It wouldn’t be Brexit if everyone was happy, so it is no surprise that not everyone is pleased with the latest developments in negotiations. Britain’s Brexit transition deal has been called a betrayal, while Jacob Rees-Mogg said the government had given away too much in a ‘very unsatisfactory’ agreement.
But the Sun says it won’t join in those criticising the deal. After all, the paper points out, ‘no one gets everything they want from a negotiation’. Of course, it is right to ‘sympathise’ with Scottish fisherman who will be disappointed that the EU will, for now, continue to set fishing quotas. Yet it is clear that ‘the agreement could not be struck without giving way’ on this issue. What’s more, when Britain does finally leave the EU for good, fisherman must get what they want; ‘We doubt the Government will survive bartering away our fishing rights for a trade deal,’ the Sun says.
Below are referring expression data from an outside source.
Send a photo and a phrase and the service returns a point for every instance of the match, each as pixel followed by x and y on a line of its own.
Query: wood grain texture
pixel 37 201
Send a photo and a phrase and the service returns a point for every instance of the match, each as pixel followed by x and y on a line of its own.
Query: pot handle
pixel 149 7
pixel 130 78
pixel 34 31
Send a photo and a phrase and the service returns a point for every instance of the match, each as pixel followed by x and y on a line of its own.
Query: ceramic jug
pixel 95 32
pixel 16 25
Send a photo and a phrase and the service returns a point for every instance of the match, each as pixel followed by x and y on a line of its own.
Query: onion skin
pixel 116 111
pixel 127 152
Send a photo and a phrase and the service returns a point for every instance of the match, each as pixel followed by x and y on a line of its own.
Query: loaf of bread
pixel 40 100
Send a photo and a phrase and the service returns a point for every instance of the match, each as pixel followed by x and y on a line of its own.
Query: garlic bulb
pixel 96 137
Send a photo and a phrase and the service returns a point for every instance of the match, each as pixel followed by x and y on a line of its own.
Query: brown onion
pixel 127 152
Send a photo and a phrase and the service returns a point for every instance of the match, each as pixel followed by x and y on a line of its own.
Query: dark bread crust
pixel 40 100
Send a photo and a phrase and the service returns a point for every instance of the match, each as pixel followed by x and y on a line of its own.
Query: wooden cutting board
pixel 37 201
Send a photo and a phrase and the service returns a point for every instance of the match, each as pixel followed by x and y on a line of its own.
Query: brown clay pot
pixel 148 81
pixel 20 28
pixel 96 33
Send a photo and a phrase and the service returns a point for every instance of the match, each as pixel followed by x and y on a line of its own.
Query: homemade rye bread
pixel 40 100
But it wasn’t only fisherman who were unhappy with elements of the deal: the ‘U-turn on granting permanent residency to EU migrants arriving during the transition’ was also ‘disappointing’. The Sun says it is ‘worried’, too, about Britain’s ‘pledge to remain aligned to EU rules’ until a deal on Northern Ireland can be struck. But there are some big pluses: ‘more certainty for business’, for example, and ‘the ability to sign independent trade deals’. This marks a ‘major concession from the EU’, the paper concludes.
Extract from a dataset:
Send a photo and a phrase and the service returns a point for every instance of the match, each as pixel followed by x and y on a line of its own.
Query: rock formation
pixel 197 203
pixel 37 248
But the Daily Telegraph worries that the Brexit transition deal could lead Britain down yet ‘another cul-de-sac’. ‘Many thorny issues’ have been left ‘unresolved’ by the agreement, according to the paper. And while David Davis has said it is a ‘decisive step’ towards Brexit, the Telegraph is not convinced. It is, of course, good news that there is much agreement between the UK and the EU in the deal; yet ‘this has been achieved by way of significant concessions from Britain’. It is also the case that ‘the most intractable issue remains Ireland’. The draft document sets out that if no answer can be found ‘the province will remain in regulatory alignment with the EU’. This puts Britain in a bind, given that Theresa May has pledged that Northern Ireland ‘will not be treated differently from the rest of the UK’. A ‘full-blown’ free trade deal would be one solution, given that this would mean the removal of ‘all barriers to goods and services’. Yet the Telegraph is unconvinced that ‘this is…going to be achieved by October when the final agreement’ must be thrashed out. Yes, it is good news that the ‘cliff-edge threat to business and the City’ has been removed for the time being. But are we merely replacing this ‘uncertainty’ for more further down the line?
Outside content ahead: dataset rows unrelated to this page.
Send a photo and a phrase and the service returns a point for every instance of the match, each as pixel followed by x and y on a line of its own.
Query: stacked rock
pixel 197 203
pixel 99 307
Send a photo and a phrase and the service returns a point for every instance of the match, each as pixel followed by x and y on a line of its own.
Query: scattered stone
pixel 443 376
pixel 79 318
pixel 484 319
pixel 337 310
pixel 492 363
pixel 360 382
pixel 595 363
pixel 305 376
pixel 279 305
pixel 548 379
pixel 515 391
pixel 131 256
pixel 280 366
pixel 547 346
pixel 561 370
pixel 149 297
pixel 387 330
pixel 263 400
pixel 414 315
The Times sounds a more positive note though, suggesting that the transition deal ‘offers hope of an orderly withdrawal’. Not too long ago, Brexit talks had an acrimonious air; now, the mood is one of ‘cautious optimism’, says the paper. Both the UK and the EU have ‘shown a readiness to grapple with the details of Britain’s EU withdrawal’. More importantly, they have also shown a willingness to ‘compromise’. For Britain, this has led to a u-turn on the rights of EU citizens; while Brussels has backed down on not allowing Britain to negotiate trade deals before Brexit actually happens. ‘Procedural’ concessions on both sides have also been important for the Times, which says that while there is no clear answer on the Irish border issue, the EU has nonetheless ‘agreed to press ahead with talks about the future’. Yet we should not be under any illusions about the task ahead: ‘there is a daunting amount of work’ still to do. says the Times. Getting the type of trade deal that David Davis is aiming for ‘remains a tall order’. Yet his ‘optimism is not groundless’. Through its concessions on allowing Britain to talk trade with other countries while still a member of the EU, Brussels has ‘shown itself to be less wedded to its own small print than many critics feared’. And on the British side, May has shown ’a greater willingness to compromise’. There is plenty of reason to be optimistic, concludes the Times, even if the ‘two big cans (that) have been kicked down the road’ – on the issue of the role of the European court of justice after Brexit, and the Irish border – remain ‘full of fudge’.